Dua Puluh Tujuh

58 9 5
                                        

Acara pengangkatan Jimin akan segera dimulai. Dia sedikit gelisah karena Deph belum juga datang. Takut seluruh rencananya berantakan karena hal itu, Jimin meminta salah satu anak buahnya menjemput Deph.

"Mari kita mulai saja acaranya. Biarkan saja Deph istirahat, kata James beberapa hari ini Deph kurang enak badan." Rondge mengintrupsi kebisuan. Seluruh hadirin pun mengangguk setuju.

Akhirnya acara pengangkatan Jimin sebagai pewaris dan sekaligus pimpinan di kelompok mafia itu pun berlangsung. Hampir semua orang bersuka-cita dengan kehadiran Jimin sebagai pimpinan yang baru. Saat Jimin tengah menerima ucapan selamat dari Wendy, Marco mendekat dan berbisik kepadanya. Jimin tersenyum penuh kemenangan. Jimin mengangkat winenya tepat setelah Marco pergi.

"Hadirin sekalian," ucapnya melalui pengeras suara. "Hari ini aku sangat berterima kasih kepada Tuan Rondge dan Dephni karena telah menjadikanku seperti ini. Oh, ya ... ada satu rahasia yang belum pernah aku ceritakan kepada kalian semua. Aku sebenarnya bukan orang kaya, sejumlah harta yang dilaporkan sebagai milikku, itu adalah pemberian Deph. Semua itu dilakukan agar keluarganya, Tuan Rondge bisa menerimaku dan merestui hubungan kami."
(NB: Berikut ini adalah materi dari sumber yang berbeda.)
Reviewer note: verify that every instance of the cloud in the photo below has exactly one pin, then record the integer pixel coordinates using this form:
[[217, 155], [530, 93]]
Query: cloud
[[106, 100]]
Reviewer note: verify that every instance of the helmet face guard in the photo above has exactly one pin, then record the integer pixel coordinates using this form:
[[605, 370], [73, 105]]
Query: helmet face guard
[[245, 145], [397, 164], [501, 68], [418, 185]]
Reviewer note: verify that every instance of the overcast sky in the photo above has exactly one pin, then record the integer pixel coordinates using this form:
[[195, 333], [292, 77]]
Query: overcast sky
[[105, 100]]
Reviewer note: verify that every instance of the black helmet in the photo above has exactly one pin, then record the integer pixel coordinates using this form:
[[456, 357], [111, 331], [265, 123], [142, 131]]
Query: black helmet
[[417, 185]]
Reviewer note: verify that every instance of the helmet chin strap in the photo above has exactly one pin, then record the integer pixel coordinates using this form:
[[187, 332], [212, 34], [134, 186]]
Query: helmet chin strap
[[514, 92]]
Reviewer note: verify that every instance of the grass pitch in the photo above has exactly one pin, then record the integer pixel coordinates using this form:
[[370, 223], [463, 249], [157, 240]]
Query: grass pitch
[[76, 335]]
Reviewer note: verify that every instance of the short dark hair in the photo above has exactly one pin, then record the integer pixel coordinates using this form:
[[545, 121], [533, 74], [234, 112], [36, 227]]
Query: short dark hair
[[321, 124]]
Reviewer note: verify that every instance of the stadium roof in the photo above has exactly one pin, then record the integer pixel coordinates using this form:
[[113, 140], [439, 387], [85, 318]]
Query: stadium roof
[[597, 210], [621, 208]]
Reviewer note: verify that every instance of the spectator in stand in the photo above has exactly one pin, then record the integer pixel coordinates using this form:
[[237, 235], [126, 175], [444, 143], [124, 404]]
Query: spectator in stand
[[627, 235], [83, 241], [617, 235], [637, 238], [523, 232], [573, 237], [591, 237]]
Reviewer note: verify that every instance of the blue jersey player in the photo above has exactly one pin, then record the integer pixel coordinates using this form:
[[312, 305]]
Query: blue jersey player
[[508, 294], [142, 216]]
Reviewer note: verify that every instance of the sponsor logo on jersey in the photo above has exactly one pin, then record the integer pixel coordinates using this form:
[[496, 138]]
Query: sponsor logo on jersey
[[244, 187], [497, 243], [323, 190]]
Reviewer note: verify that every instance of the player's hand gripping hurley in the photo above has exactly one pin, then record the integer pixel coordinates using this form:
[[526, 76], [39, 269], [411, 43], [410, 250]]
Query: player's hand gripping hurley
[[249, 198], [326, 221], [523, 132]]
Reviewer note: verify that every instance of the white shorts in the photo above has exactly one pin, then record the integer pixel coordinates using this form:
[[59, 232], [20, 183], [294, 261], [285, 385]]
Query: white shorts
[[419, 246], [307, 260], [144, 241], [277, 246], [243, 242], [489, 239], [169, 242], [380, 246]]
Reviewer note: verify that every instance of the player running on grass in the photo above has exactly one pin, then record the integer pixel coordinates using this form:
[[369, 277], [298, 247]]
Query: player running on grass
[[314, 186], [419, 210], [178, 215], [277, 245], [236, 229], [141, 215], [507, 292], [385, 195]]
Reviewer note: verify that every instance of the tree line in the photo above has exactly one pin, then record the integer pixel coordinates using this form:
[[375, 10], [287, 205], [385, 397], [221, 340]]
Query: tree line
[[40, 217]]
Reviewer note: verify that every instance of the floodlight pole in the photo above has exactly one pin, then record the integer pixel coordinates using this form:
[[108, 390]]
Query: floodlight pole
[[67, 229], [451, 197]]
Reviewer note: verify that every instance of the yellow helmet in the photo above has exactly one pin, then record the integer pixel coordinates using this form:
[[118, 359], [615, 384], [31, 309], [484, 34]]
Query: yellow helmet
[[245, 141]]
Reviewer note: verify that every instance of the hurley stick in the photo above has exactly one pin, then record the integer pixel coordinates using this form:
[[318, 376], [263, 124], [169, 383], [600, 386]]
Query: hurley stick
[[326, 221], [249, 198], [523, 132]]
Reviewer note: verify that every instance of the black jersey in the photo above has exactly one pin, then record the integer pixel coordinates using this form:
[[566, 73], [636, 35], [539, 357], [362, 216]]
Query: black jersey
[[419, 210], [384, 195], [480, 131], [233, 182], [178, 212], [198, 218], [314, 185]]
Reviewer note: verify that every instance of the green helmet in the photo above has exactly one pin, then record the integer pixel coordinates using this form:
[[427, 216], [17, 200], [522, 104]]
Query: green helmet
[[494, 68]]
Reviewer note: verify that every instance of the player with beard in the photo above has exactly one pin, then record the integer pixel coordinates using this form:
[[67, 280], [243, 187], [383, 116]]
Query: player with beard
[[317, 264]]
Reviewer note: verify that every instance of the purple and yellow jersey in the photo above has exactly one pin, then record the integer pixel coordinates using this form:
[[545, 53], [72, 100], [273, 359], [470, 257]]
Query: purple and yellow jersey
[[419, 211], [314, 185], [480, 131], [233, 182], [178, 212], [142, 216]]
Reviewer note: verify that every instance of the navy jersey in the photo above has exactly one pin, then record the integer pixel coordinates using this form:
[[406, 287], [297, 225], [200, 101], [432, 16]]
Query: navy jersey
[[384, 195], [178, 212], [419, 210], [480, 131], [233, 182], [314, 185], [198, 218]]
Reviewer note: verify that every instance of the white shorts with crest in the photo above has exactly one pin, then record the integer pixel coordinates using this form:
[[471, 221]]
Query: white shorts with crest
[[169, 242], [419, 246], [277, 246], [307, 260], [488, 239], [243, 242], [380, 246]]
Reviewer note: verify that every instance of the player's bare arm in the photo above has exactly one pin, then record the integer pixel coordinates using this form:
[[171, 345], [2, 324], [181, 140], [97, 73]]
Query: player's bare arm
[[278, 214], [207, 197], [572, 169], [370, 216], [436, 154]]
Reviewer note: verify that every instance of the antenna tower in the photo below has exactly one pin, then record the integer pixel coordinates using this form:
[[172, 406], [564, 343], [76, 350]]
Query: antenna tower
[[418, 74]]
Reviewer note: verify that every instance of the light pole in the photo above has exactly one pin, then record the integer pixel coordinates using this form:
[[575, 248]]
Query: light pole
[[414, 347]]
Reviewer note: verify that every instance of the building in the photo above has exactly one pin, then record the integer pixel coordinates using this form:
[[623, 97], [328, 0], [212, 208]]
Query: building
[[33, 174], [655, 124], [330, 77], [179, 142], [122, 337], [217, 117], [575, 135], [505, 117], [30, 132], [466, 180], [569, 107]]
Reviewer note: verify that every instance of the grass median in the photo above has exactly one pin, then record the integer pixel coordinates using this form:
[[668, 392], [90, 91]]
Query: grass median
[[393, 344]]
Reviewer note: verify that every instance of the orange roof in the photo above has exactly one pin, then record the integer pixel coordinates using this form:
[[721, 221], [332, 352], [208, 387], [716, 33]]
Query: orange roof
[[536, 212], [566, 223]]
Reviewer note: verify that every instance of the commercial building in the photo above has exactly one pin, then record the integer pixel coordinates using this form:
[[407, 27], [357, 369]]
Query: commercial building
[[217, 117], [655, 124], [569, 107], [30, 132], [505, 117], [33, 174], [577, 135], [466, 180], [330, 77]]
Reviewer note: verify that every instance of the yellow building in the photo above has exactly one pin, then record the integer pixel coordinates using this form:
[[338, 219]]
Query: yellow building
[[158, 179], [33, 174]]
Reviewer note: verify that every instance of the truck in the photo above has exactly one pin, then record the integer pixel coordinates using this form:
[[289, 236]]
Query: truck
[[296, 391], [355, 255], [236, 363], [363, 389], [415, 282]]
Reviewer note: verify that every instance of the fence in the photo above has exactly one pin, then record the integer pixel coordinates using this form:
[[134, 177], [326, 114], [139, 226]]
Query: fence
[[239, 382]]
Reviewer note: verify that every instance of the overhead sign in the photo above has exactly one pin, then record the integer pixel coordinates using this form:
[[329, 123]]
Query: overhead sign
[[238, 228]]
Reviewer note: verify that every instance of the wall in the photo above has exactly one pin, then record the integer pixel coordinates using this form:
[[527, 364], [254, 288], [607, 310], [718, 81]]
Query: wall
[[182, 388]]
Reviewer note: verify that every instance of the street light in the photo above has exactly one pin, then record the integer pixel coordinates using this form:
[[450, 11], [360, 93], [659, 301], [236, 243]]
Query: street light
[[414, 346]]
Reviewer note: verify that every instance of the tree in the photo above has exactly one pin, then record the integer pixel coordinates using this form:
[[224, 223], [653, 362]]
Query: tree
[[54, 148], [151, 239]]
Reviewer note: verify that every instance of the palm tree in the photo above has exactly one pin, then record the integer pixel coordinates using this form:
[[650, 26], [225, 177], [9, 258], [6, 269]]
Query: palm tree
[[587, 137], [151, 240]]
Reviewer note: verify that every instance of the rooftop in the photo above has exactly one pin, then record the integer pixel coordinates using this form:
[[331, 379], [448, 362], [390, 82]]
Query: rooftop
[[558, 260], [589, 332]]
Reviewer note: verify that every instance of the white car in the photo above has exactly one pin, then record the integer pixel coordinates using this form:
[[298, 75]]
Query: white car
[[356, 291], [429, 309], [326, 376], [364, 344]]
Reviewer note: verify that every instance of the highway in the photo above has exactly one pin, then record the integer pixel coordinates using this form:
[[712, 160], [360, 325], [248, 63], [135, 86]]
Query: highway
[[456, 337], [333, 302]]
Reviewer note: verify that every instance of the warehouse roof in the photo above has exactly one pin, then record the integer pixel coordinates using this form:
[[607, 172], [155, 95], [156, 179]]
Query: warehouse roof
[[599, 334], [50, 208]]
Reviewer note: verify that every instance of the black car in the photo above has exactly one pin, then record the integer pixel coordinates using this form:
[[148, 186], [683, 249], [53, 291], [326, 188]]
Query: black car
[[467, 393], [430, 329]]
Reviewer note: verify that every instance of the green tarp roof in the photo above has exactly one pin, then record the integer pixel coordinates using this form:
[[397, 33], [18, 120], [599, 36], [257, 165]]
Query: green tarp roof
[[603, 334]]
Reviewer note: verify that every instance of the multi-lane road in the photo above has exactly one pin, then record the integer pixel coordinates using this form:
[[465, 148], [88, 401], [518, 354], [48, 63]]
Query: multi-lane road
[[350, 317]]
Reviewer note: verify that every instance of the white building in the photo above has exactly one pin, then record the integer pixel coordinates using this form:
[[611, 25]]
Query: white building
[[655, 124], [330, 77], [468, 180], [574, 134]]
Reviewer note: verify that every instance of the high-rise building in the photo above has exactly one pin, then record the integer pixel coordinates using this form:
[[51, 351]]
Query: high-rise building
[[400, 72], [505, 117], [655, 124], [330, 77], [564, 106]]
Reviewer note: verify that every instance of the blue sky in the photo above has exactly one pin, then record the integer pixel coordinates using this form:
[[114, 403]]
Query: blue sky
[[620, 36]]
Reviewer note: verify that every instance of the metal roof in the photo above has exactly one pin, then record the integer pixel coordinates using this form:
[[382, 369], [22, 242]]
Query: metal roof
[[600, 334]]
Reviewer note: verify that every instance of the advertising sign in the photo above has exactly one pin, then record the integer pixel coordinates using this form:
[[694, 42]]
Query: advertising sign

Saat mendengar cerita Jimin kasak-kusuk mulai terdengar di antara para hadirin. Jimin menyeringai, lalu melanjutkan ceritanya.

"Kalian tau, itu bukanlah hal terburuk yang harus kalian dengar. Ah, biarkan aku lanjutkan ceritaku dulu. Setelah Deph membeliku dengan sejumlah aset perusahaan, hal yang tak terduga menimpaku. Deph menghabisi seluruh keluargaku. Dia menghabisi istriku dan mertuaku."

"Apa? Jadi kau pria beristri?!" Rondge jadi murka.

Jimin tersenyum, dia dengan cepat mengambil senjata api dari balik jasnya. "Ya, Tuan Rondge. Aku pria beristri yang telah kehilangan segalanya karena cucumu. Dan sekarang aku di sini untuk mengambil segalanya dari cucumu. Bukankah nyawa harus dibayar dengan nyawa?!" ucap Jimin sambil mengacungkan senjata api miliknya ke kepala Rondge.

"Jimin! Apa yang kau lakukan?!" teriak Wendy. Dia ingin mengambil senjata, tapi sebuah senjata juga kini mengarah padanya. Wendy baru sadar tempat itu telah dikepung. "Jimin kau!" Wanita itu bersuara geram. Orang-orang di dalam gedung itu terbagi jadi dua kubu.

Salah satu pengawal melucuti senjata yang dibawa Rondge untuk memastikan dia tak bisa melawan.

"Ah, kehidupan yang indah memang harus berjalan seperti ini." Jimin berjalan mendekati Rondge, lalu menendang kedua kakinya hingga kakek tua itu berlutut. "Hal terbodoh yang dilakukan cucumu itu adalah mencintaiku. Harusnya dia menikah saja dengan Kyuhyun. Benar, kan? Jadinya tak perlu ada pertumpahan darah seperti ini." Jimin telah siap menarik pelatuk untuk membunuh Rondge ketika Deph tiba-tiba masuk dan berlutut di hadapannya.

"Tidak, Jim. Jangan bunuh kakek, kumohon." Deph menangis sambil memelas.

"Deph ...." Suara Rondge terdengar lemah. "Maafkan Kakek."

"Tidak, ini bukan salah Kakek. Tapi aku ... akulah yang telah mengacaukan semuanya. Aku telah menghancurkanmu seperti ini. Maafkan aku." Deph terus menangis. Sementara Jimin kembali bimbang saat melihat wanita itu. Wanita yang kini tengah mengandung darah dagingnya.

Saat Jimin terjebak dalam kebimbangannya, sebuah tembakan terdengar nyaring memecah suasana. Jimin dan hampir semua orang menoleh ke arah pintu. Kyuhyun masuk bersama dengan Marco.

"Drama apa lagi ini, Jim? Bukankah kau harus bersikap lebih tegas, seperti ini misalnya." Sebuah tembakan terdengar. Wendy tumbang dan jatuh bersimbah darah.

"Wendy!" teriak Deph, mendekati wanita itu. "Wendy, bertahanlah, Wendy ...," ucap Deph, tapi wanita itu sudah tak bernyawa dengan timah panas menembus jantungnya.